Newton Medical Center is celebrating 125 years of providing quality care to the community in 2012. The quasquicentennial anniversary commemorates the founding of Axtell Christian Hospital, which later merged with Bethel Deaconess Hospital to form Newton Medical Center.
The Hospital will mark the event at the Chamber breakfast on Sept. 21 at the Meridian Center and the Chamber After Hours event on Sept. 26 at Newton Medical Center.
“Throughout the decades, we have worked to bring the highest quality care to our neighbors and friends,” said CEO Steve Kelly. “We are proud to continue the tradition of excellence and community-focused care established by John and Lucena Axtell and the Bethel deaconesses.”
When the Axtells opened their hospital in 1887, John Axtell introduced best practices that weren’t common elsewhere in Kansas. He insisted that the operating room be scrubbed and the muslin covering the skylight replaced after each surgery. He also required 15 minutes of hand scrubbing before surgery and was among the first to adopt rubber gloves in the 1890s. As a result, Axtell’s reputation as a superior hospital grew throughout the state.
Bethel Deaconess Hospital, which was dedicated in 1908, was founded as an extension of the Mennonite church’s home mission. The deaconesses also promoted health throughout the community. Sister Anna Penner was Newton’s first public health nurse, educating households on proper diet, hygiene and safety. She was also the first school nurse in the district
In the 1980s, the two hospitals agreed to merge. They began construction on a new hospital building and Newton Medical Center was dedicated in 1997.
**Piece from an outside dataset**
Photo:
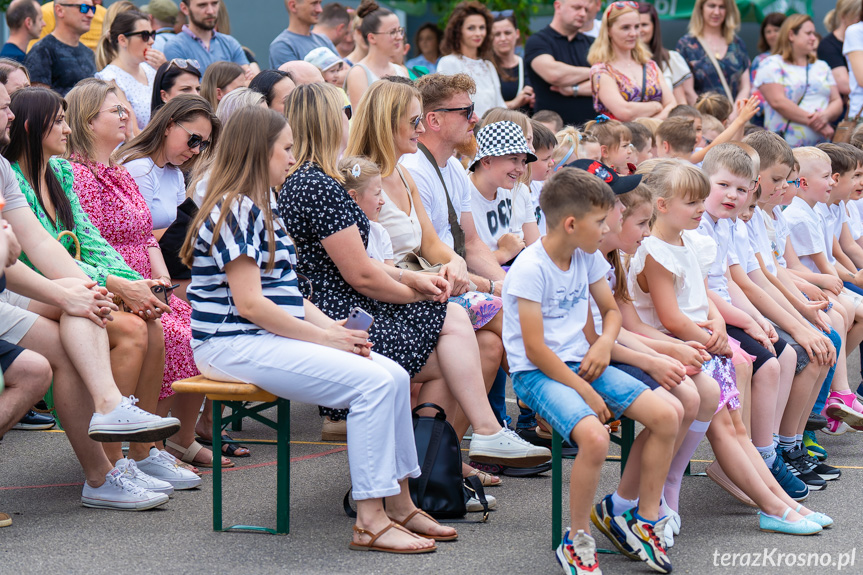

NMC continues to serve Newton and has also expanded its reach to Park City and Valley Center, where it operates the Medical Plaza primary care clinics. In addition, the hospital acquired Advanced Neurology Consultants, Allen Eye Associates, Area Psychiatric Services, Lovelle Plastic Surgery Specialists and the Newton Surgical Group in 2012. An orthopedic and sports medicine team will join the NMC family in October.
“It’s our goal to build on the tradition set by our predecessors to ensure that patients have access to first-class, community-based care,” Kelly said.